Её дочка, воспитанная детскосадовской ленинианой, вывела свою теорию эволюции: все люди произошли от Ленина. А Ленин – от обезьяны.

Она же обратилась к нам, отправляющимся вечером в кино: «Вот вы уходите в кино, а о Ленине не думаете». Уста младенца глаголят истину.

Сергей

БОРИС – СЕРГЕЮ

Неделю назад мы вернулись с моей жёнушкой из Монтерея, где я делал доклад на конференции. Всё прошло успешно, у нас даже осталось время поразвлекаться. Мы гуляли по уютному красивому городку, который пронизан дивной близостью океана.

Ели мороженое, сидя в саду на скамейке. У Карен – она была в шортах – вылилась из стаканчика большая капля на ляжку. Я опустился на колени и слизнул. Мимо проходил мальчик лет десяти, и он посмотрел на меня огромными глазами.

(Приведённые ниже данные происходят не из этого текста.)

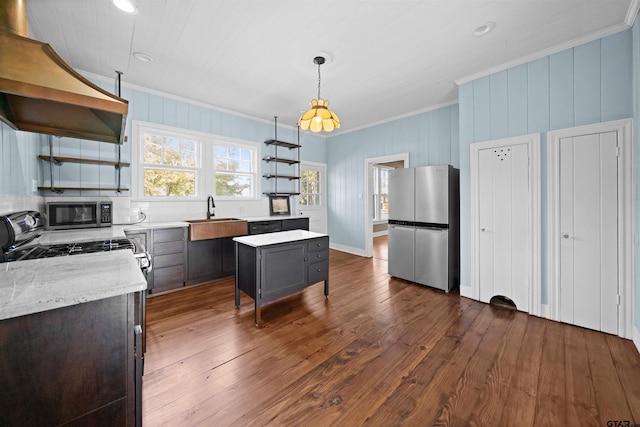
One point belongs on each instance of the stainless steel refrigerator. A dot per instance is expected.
(424, 225)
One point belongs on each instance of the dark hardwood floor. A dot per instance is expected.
(379, 351)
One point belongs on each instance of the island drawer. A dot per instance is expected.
(319, 244)
(318, 272)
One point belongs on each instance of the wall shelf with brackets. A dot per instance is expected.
(60, 160)
(292, 163)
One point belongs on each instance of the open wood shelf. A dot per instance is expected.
(81, 189)
(289, 177)
(288, 145)
(59, 159)
(280, 160)
(281, 193)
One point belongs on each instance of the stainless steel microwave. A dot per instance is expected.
(67, 215)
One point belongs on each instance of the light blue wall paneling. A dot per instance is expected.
(18, 160)
(561, 90)
(586, 84)
(429, 138)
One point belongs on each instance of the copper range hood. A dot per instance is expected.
(40, 93)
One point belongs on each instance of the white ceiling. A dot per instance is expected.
(385, 58)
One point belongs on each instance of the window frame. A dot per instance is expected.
(255, 166)
(205, 162)
(319, 194)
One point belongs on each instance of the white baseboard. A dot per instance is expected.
(465, 291)
(544, 311)
(347, 249)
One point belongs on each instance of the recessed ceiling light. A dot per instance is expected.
(142, 57)
(484, 29)
(127, 6)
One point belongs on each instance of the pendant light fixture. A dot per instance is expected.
(319, 117)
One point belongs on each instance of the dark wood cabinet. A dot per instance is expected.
(210, 260)
(169, 257)
(73, 365)
(295, 224)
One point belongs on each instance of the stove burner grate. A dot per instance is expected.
(66, 249)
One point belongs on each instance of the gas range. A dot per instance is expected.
(20, 241)
(77, 248)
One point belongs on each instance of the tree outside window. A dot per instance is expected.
(235, 168)
(310, 188)
(170, 165)
(380, 211)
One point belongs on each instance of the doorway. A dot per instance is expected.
(400, 160)
(505, 221)
(590, 226)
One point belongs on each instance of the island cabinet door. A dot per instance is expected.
(283, 270)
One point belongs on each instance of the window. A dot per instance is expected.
(170, 165)
(235, 169)
(310, 194)
(179, 164)
(380, 211)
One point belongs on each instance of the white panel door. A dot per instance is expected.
(504, 223)
(312, 198)
(588, 190)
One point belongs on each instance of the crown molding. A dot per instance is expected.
(394, 118)
(546, 52)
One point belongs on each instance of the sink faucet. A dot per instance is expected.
(211, 207)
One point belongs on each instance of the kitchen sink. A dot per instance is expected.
(215, 228)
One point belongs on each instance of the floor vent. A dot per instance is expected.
(502, 302)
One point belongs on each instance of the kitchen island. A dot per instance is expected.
(274, 265)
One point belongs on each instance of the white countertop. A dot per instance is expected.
(273, 217)
(33, 286)
(259, 240)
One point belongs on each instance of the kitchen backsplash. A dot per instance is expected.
(10, 204)
(126, 211)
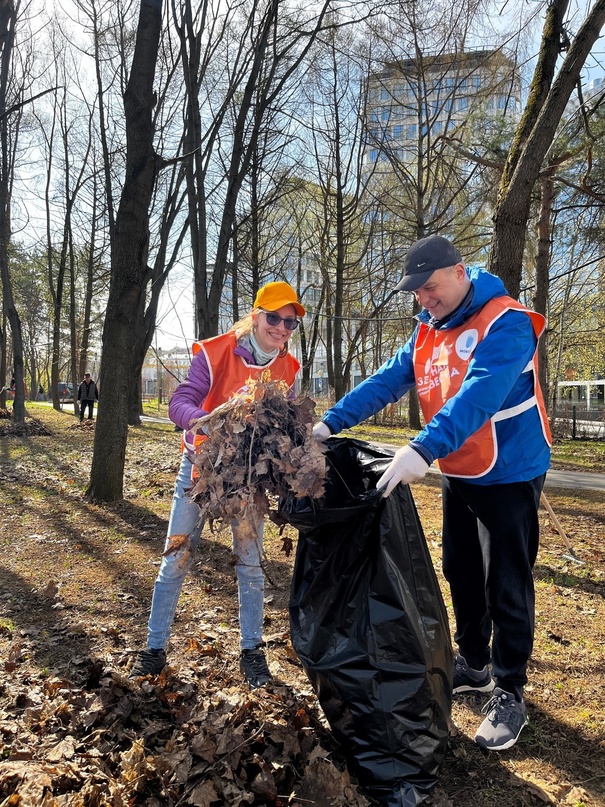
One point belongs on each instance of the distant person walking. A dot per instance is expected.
(87, 395)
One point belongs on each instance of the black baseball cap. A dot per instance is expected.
(423, 258)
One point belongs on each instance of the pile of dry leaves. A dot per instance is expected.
(258, 446)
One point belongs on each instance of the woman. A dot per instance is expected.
(221, 366)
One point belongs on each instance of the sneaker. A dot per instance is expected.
(505, 719)
(253, 666)
(148, 662)
(468, 680)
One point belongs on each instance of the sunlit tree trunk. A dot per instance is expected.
(129, 262)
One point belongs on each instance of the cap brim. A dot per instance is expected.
(413, 282)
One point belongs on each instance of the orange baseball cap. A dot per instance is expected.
(273, 296)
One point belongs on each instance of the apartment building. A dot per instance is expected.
(412, 102)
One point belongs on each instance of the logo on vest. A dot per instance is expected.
(466, 343)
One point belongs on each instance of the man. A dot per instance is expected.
(87, 395)
(473, 360)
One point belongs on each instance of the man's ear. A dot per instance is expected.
(460, 270)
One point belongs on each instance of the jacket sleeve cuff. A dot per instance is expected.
(421, 449)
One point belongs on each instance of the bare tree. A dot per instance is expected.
(129, 261)
(8, 21)
(546, 104)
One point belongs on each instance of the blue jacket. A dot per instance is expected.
(495, 380)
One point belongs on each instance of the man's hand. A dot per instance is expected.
(321, 432)
(406, 466)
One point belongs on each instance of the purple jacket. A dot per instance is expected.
(185, 404)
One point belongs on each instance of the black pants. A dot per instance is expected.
(490, 543)
(83, 405)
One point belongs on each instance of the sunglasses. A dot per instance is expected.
(290, 323)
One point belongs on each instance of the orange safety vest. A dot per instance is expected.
(441, 359)
(229, 373)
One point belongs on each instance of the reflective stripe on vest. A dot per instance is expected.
(441, 360)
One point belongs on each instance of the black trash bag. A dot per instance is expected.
(369, 625)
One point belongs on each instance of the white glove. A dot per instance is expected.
(321, 432)
(406, 466)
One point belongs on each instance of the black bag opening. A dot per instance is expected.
(369, 625)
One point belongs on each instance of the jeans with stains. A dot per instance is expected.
(186, 519)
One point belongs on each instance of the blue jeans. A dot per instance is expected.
(186, 519)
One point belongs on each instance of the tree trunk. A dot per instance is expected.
(540, 302)
(513, 207)
(129, 262)
(7, 38)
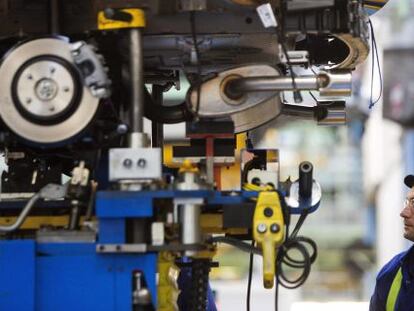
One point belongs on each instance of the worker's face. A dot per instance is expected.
(408, 215)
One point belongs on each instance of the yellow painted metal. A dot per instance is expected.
(138, 20)
(36, 222)
(167, 282)
(267, 240)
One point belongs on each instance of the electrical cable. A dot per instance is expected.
(374, 54)
(198, 63)
(249, 280)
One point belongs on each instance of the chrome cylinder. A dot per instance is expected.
(190, 213)
(334, 114)
(136, 80)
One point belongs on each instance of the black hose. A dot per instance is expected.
(165, 114)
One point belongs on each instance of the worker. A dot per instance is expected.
(394, 290)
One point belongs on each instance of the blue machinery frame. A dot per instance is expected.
(73, 276)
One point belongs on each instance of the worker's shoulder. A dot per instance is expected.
(390, 268)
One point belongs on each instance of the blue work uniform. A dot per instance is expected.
(386, 277)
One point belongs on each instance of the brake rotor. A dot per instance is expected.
(44, 99)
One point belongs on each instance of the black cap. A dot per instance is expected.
(409, 181)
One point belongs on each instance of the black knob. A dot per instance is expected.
(118, 15)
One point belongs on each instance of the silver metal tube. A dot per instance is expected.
(22, 217)
(137, 80)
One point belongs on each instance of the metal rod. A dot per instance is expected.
(137, 80)
(22, 216)
(157, 128)
(240, 86)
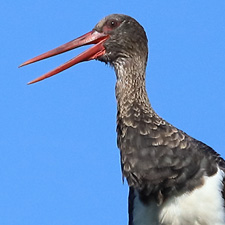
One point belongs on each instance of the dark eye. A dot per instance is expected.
(112, 24)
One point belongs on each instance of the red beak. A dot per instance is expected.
(92, 37)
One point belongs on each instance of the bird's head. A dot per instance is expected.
(116, 38)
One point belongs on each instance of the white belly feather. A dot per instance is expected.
(202, 206)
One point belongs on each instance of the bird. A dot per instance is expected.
(173, 178)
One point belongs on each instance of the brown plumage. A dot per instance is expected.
(159, 161)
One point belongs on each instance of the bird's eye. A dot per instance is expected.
(112, 24)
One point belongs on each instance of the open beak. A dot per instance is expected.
(92, 37)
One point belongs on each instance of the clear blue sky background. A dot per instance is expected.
(59, 162)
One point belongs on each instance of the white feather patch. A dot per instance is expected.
(202, 206)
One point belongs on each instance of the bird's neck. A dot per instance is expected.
(130, 87)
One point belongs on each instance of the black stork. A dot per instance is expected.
(173, 178)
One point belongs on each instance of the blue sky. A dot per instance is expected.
(59, 161)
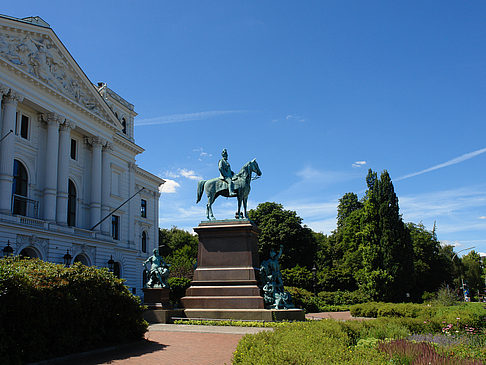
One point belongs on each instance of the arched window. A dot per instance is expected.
(29, 252)
(117, 270)
(82, 259)
(71, 218)
(124, 125)
(144, 242)
(19, 189)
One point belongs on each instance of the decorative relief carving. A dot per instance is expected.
(4, 89)
(67, 125)
(40, 57)
(14, 97)
(52, 118)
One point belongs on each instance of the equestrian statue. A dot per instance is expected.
(229, 185)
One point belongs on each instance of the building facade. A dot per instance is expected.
(67, 160)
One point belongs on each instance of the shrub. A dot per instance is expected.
(48, 310)
(297, 276)
(178, 288)
(303, 299)
(342, 297)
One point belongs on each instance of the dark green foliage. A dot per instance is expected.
(431, 267)
(279, 226)
(178, 288)
(362, 342)
(48, 310)
(300, 277)
(473, 273)
(304, 299)
(179, 248)
(385, 245)
(342, 297)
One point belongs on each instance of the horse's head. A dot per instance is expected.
(255, 168)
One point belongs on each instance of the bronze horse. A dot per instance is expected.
(216, 187)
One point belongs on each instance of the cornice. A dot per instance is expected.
(127, 144)
(141, 172)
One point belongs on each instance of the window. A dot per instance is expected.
(24, 126)
(143, 208)
(117, 270)
(115, 227)
(73, 149)
(144, 242)
(19, 189)
(71, 219)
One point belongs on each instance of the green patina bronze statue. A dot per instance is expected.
(158, 273)
(274, 295)
(229, 184)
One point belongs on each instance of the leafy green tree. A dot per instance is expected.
(179, 248)
(432, 267)
(280, 226)
(473, 273)
(385, 246)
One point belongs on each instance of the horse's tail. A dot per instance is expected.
(200, 189)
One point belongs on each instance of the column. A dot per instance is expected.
(50, 183)
(4, 89)
(105, 188)
(131, 190)
(63, 171)
(95, 205)
(7, 147)
(155, 240)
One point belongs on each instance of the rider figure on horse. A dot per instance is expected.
(226, 173)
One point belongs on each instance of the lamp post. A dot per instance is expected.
(314, 272)
(67, 259)
(7, 250)
(464, 293)
(111, 263)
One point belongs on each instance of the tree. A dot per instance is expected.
(179, 248)
(279, 226)
(432, 267)
(385, 245)
(473, 273)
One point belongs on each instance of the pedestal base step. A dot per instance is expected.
(162, 315)
(267, 315)
(225, 302)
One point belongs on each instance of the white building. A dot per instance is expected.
(67, 159)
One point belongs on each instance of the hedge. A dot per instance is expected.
(47, 310)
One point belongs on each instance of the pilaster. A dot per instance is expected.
(63, 171)
(7, 146)
(105, 187)
(95, 204)
(52, 148)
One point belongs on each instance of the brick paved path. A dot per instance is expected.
(171, 344)
(175, 345)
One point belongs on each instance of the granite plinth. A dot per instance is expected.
(156, 298)
(162, 315)
(266, 315)
(226, 276)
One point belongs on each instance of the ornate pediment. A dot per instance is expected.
(41, 57)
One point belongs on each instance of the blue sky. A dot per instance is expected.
(316, 91)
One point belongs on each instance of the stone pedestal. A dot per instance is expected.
(226, 275)
(156, 298)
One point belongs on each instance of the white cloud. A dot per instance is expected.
(359, 164)
(189, 174)
(454, 161)
(295, 117)
(442, 203)
(179, 118)
(169, 187)
(202, 153)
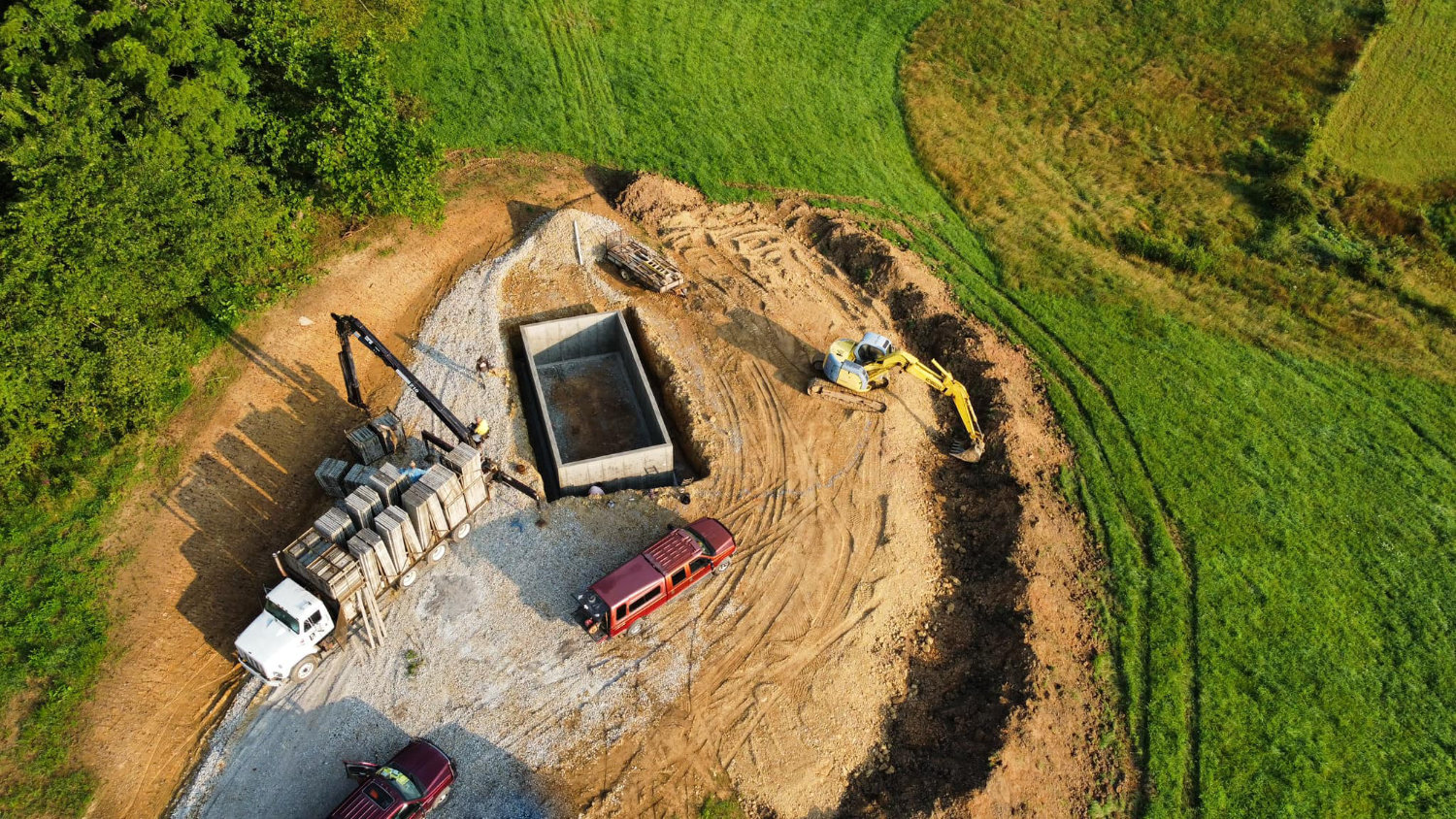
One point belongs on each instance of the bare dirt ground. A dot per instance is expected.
(902, 635)
(200, 542)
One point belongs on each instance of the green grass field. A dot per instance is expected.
(1395, 122)
(1264, 429)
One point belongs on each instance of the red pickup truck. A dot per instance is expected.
(619, 601)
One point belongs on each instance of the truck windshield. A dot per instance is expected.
(280, 614)
(401, 780)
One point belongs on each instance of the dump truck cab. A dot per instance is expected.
(282, 641)
(684, 556)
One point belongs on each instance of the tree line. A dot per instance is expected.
(163, 166)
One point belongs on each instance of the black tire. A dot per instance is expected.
(305, 668)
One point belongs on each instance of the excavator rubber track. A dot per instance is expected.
(841, 396)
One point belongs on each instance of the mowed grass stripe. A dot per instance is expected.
(1398, 119)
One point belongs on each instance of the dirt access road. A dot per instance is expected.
(829, 672)
(200, 542)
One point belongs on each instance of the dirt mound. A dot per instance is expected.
(867, 258)
(1005, 714)
(651, 198)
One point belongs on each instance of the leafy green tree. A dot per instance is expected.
(159, 165)
(331, 125)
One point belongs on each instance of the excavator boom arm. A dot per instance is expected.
(940, 378)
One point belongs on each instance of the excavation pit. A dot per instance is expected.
(593, 408)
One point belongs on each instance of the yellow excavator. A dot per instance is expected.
(853, 369)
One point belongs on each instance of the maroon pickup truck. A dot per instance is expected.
(619, 601)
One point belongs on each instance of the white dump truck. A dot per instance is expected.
(375, 540)
(346, 569)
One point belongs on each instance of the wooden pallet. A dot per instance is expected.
(640, 262)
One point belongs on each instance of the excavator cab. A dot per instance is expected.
(846, 361)
(867, 364)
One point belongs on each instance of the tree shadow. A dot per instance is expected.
(768, 341)
(249, 493)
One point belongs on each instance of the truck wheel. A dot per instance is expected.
(305, 668)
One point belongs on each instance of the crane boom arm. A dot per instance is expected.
(940, 378)
(347, 326)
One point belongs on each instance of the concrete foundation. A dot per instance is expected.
(594, 410)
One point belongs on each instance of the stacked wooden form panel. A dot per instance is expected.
(649, 268)
(383, 527)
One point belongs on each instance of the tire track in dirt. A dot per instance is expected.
(788, 700)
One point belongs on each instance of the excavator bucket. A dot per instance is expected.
(969, 452)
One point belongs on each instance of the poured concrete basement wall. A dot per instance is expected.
(594, 407)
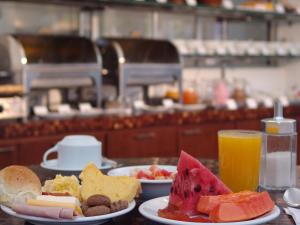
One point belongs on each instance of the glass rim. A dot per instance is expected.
(239, 133)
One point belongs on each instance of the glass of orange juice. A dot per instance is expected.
(239, 158)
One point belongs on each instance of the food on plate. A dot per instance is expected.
(192, 181)
(48, 212)
(116, 188)
(153, 173)
(246, 208)
(173, 213)
(199, 196)
(57, 201)
(95, 200)
(17, 184)
(99, 205)
(118, 205)
(62, 185)
(207, 203)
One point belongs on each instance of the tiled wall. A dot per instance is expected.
(34, 18)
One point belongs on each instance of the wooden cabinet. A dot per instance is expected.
(249, 125)
(8, 153)
(31, 150)
(202, 140)
(145, 142)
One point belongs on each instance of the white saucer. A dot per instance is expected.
(52, 165)
(149, 210)
(93, 220)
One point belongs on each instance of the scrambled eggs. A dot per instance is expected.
(63, 184)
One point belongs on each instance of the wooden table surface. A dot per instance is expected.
(134, 218)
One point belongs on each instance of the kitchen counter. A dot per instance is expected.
(147, 135)
(134, 218)
(53, 127)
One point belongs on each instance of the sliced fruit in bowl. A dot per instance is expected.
(156, 180)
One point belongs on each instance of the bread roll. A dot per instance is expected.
(17, 184)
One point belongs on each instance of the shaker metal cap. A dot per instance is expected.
(278, 124)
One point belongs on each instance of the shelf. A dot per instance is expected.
(234, 60)
(202, 10)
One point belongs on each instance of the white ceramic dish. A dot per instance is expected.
(52, 165)
(190, 107)
(93, 220)
(150, 188)
(149, 210)
(90, 113)
(58, 116)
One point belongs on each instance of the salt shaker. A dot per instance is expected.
(279, 151)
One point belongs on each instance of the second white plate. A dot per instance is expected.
(93, 220)
(149, 210)
(52, 165)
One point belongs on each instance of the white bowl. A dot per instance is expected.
(150, 188)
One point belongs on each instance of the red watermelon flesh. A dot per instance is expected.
(193, 180)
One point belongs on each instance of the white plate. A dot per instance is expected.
(58, 116)
(150, 188)
(149, 210)
(52, 165)
(126, 171)
(76, 221)
(190, 107)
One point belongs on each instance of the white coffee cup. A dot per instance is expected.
(76, 151)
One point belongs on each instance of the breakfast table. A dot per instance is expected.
(134, 217)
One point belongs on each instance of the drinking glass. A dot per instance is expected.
(239, 158)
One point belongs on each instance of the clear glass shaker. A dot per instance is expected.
(279, 151)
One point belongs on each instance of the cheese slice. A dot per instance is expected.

Я уверен, что увиденная им картина останется в его памяти на всю жизнь и что она будет тревожить его неизведанной тайной, пока мальчонка не созреет.

Я принялся за поиски работы, потому как растрачиваю свои сбережения. Труд – это налог на жизнь. У меня полнейшее отсутствие денежного честолюбия. Единственное желание, чтобы меня оставили в покое, но дав прожиточный минимум. Речь идёт не о борьбе с обществом, а об изыскании в нём либо места наверху, либо места в стороне, где в первом случае ты доишь общество, а во втором – избегаешь его.

Поэзия денег, как она мне чужда! А ведь сколько талантливых поэтов-богачей и в этой области.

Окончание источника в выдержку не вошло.